Accrued interest is the amount of interest that has accumulated on a loan or investment but has not yet been paid or received. It follows the accrual basis of accounting, where income and expenses are recorded when they are earned or incurred, not when cash changes hands.
How It Works
Three key factors determine how much interest accrues:
- Principal amount – A larger loan or deposit results in more interest accruing.
- Interest rate – A higher rate increases the amount of interest added each day.
- Time period – The longer the accrual period, the more interest you owe or earn.
If you have a loan, interest accumulates daily until you pay.
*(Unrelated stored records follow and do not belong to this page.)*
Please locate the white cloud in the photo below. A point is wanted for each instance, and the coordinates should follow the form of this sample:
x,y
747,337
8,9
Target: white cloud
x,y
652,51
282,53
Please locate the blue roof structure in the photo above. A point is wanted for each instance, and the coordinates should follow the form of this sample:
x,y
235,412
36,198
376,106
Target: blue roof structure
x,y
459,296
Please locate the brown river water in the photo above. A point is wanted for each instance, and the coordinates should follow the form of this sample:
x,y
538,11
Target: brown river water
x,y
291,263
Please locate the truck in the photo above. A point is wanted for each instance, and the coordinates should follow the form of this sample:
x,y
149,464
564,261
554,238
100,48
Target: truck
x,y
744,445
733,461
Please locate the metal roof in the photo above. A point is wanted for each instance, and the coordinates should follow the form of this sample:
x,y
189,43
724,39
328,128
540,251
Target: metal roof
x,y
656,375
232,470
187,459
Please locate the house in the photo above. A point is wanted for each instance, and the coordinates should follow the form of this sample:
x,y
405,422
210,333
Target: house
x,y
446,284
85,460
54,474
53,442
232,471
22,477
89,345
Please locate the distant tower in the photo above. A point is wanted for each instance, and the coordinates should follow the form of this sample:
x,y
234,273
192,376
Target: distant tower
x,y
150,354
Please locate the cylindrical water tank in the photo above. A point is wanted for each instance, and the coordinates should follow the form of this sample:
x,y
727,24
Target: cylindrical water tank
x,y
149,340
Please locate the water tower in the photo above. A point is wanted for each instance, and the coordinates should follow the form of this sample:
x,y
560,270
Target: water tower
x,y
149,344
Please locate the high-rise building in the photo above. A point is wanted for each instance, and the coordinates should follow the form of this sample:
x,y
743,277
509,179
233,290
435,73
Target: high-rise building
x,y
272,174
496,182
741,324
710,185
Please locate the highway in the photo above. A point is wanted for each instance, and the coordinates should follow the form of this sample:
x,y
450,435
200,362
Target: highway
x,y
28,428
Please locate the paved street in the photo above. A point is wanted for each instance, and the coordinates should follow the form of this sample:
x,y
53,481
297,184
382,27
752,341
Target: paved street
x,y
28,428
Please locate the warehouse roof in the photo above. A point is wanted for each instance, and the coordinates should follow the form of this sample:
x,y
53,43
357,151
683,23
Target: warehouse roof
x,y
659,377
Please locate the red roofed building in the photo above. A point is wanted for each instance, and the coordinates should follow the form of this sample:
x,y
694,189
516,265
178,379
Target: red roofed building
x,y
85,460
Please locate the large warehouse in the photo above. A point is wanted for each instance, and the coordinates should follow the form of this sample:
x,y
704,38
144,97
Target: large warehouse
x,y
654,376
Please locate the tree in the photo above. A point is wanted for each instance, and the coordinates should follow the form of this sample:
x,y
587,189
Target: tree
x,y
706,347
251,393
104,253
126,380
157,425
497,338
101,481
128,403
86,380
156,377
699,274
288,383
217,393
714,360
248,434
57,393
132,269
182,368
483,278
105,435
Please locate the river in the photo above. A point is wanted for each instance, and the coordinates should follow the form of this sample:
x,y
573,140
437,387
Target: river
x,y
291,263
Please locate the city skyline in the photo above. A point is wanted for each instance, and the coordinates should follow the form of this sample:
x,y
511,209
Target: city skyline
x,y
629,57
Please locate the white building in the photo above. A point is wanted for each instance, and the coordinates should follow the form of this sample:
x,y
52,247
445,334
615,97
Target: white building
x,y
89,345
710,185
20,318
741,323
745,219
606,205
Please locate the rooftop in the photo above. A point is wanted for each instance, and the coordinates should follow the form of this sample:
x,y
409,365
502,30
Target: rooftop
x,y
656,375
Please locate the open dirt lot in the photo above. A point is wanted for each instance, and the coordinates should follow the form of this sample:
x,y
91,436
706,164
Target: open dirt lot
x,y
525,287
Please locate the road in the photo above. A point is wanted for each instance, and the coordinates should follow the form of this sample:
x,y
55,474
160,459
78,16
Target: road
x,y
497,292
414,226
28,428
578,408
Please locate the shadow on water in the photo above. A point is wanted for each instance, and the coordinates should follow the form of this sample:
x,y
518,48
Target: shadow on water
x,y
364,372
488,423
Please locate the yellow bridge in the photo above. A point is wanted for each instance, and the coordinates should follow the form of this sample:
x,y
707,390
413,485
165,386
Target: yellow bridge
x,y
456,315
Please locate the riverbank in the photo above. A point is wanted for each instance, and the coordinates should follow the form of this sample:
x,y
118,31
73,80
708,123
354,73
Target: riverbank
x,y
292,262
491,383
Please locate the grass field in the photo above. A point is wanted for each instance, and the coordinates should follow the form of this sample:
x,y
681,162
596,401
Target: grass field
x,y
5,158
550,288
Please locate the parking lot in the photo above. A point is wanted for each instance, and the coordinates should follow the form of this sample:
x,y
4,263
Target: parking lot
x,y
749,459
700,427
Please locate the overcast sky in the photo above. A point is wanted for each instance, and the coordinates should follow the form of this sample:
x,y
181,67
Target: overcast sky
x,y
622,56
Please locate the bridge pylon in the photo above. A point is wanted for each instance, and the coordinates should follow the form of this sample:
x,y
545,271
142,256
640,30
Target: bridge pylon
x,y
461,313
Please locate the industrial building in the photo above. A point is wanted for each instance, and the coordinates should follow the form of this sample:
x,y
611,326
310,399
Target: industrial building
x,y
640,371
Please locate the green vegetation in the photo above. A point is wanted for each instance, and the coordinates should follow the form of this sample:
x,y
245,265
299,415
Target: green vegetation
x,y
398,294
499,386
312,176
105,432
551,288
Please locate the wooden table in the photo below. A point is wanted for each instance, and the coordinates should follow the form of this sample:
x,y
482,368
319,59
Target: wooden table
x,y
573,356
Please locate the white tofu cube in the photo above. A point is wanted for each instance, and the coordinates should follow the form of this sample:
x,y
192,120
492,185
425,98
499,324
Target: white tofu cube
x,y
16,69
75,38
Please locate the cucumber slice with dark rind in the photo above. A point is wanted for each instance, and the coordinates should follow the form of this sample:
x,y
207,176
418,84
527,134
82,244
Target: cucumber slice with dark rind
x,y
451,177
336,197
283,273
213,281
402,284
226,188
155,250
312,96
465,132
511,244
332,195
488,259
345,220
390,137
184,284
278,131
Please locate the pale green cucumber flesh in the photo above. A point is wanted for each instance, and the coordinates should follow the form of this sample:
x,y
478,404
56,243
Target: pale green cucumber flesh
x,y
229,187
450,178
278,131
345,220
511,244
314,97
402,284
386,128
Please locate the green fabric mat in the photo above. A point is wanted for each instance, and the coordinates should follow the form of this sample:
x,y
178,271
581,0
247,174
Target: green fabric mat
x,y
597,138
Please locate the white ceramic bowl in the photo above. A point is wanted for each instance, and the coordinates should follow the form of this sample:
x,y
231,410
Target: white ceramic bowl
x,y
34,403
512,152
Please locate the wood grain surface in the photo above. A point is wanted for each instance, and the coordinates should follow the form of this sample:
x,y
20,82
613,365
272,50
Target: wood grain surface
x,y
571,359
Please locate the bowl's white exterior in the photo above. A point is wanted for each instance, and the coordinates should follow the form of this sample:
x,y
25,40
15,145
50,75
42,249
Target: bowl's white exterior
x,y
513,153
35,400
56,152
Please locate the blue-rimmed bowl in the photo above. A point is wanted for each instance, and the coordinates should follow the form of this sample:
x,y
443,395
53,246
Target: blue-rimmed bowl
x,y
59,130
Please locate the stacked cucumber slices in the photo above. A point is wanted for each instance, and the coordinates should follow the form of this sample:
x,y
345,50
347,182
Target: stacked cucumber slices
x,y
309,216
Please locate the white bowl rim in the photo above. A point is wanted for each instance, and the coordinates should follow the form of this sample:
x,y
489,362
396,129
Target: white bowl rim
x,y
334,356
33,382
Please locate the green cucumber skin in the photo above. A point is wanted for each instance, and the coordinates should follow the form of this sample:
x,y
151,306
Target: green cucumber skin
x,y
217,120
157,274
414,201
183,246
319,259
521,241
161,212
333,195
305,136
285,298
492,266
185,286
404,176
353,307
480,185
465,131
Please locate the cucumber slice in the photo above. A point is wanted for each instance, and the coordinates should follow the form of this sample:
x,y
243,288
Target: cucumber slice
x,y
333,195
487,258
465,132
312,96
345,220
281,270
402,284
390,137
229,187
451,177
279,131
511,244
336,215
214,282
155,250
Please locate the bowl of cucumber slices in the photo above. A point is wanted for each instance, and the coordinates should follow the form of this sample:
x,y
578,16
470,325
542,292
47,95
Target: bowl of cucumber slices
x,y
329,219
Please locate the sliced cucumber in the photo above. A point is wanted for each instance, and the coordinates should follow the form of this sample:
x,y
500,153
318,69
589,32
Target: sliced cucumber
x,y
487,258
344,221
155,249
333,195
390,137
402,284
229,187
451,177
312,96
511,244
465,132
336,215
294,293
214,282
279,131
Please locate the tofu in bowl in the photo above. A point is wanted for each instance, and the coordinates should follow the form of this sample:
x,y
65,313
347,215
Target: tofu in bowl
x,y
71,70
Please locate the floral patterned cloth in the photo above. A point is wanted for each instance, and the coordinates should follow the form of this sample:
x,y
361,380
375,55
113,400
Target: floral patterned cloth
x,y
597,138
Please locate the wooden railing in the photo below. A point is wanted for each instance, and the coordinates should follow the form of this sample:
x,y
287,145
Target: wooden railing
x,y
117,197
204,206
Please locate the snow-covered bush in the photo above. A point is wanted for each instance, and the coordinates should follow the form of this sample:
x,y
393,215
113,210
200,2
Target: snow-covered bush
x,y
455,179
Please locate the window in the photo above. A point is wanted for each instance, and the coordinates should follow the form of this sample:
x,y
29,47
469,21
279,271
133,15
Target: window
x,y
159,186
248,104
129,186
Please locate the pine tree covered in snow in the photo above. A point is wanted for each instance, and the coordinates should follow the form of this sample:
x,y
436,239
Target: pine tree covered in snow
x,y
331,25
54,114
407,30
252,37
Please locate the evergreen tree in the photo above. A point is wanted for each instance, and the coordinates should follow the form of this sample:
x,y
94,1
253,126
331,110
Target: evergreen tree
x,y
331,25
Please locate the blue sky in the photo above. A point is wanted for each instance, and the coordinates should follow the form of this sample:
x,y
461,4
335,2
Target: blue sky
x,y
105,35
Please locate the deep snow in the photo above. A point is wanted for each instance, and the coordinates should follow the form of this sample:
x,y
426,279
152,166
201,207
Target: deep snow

Likewise, with a fixed deposit or bond, interest continues to accrue until the payout date.
How to Calculate Accrued Interest
Financial institutions commonly use this formula:
Accrued Interest = Principal × (Annual Interest Rate ÷ 365) × Number of Days
This assumes daily interest accrual, which is typical for many loans, deposits, and bonds.
Example 1 – Loan
Borrow ₹150,000 at 8% annual interest, with monthly payments.
Accrued Interest = 150,000 × (8 ÷ 100 ÷ 365) × 30
= ₹986.30 — the interest added to your next EMI.
Example 2 – Investment
Invest ₹10,000 in a bond with a 5% annual coupon rate, payable semi-annually.
Accrued Interest = 10,000 × (5 ÷ 100 ÷ 365) × 60
= ₹82.19 — the interest earned so far that will be paid at the next payout.
Types of Accrued Interest
- Simple interest – Calculated only on the principal.
- Compound interest – Calculated on the principal plus previously accrued interest; it grows faster.
- Accrued interest income – Interest earned from savings accounts, fixed deposits, recurring deposits, or bonds.
- Accrued interest expenses – Interest owed on loans or credit cards that has not yet been paid.
Difference Between Accrued and Paid Interest
| Aspect | Accrued Interest | Paid Interest |
|---|---|---|
| Timing | Interest that has built up but remains unpaid | Interest that has already been paid or received |
| Accounting | Recorded before payment | Recorded after payment |
| Impact | Increases future liability or earnings | Clears liability or confirms income |
Which Financial Products Use Accrued Interest?
Accrued interest applies to many financial products, including:
- Savings accounts – Interest typically accrues daily, even on zero-balance savings accounts.
- Fixed and recurring deposits – Interest accrues daily or quarterly until maturity.
- Loans – Personal, home, education, and auto loans accrue interest until repayment.
- Credit cards – Interest accrues daily on unpaid balances and is often charged at a high rate.
- Bonds and debentures – Accrued interest is added to the bond price if purchased between coupon dates.
The interest rate you pay or earn directly affects your financial position, so it’s important to compare rates and terms when choosing products.
FAQs on Accrued Interest
1. How do I calculate accrued interest?
Use this formula: Accrued Interest = Principal × (Rate ÷ 365) × Number of Days. This is a straightforward way to estimate accrued interest on loans or investments.
2. What is the difference between interest and accrued interest?
Interest refers to the total charge on the principal over a period. Accrued interest is the portion of that charge that has accumulated so far but has not yet been paid or received.
3. Is accrued interest taxable?
Accrued interest is generally taxable and may be subject to withholding or reporting rules under applicable tax laws. Check your local tax regulations for specific guidance.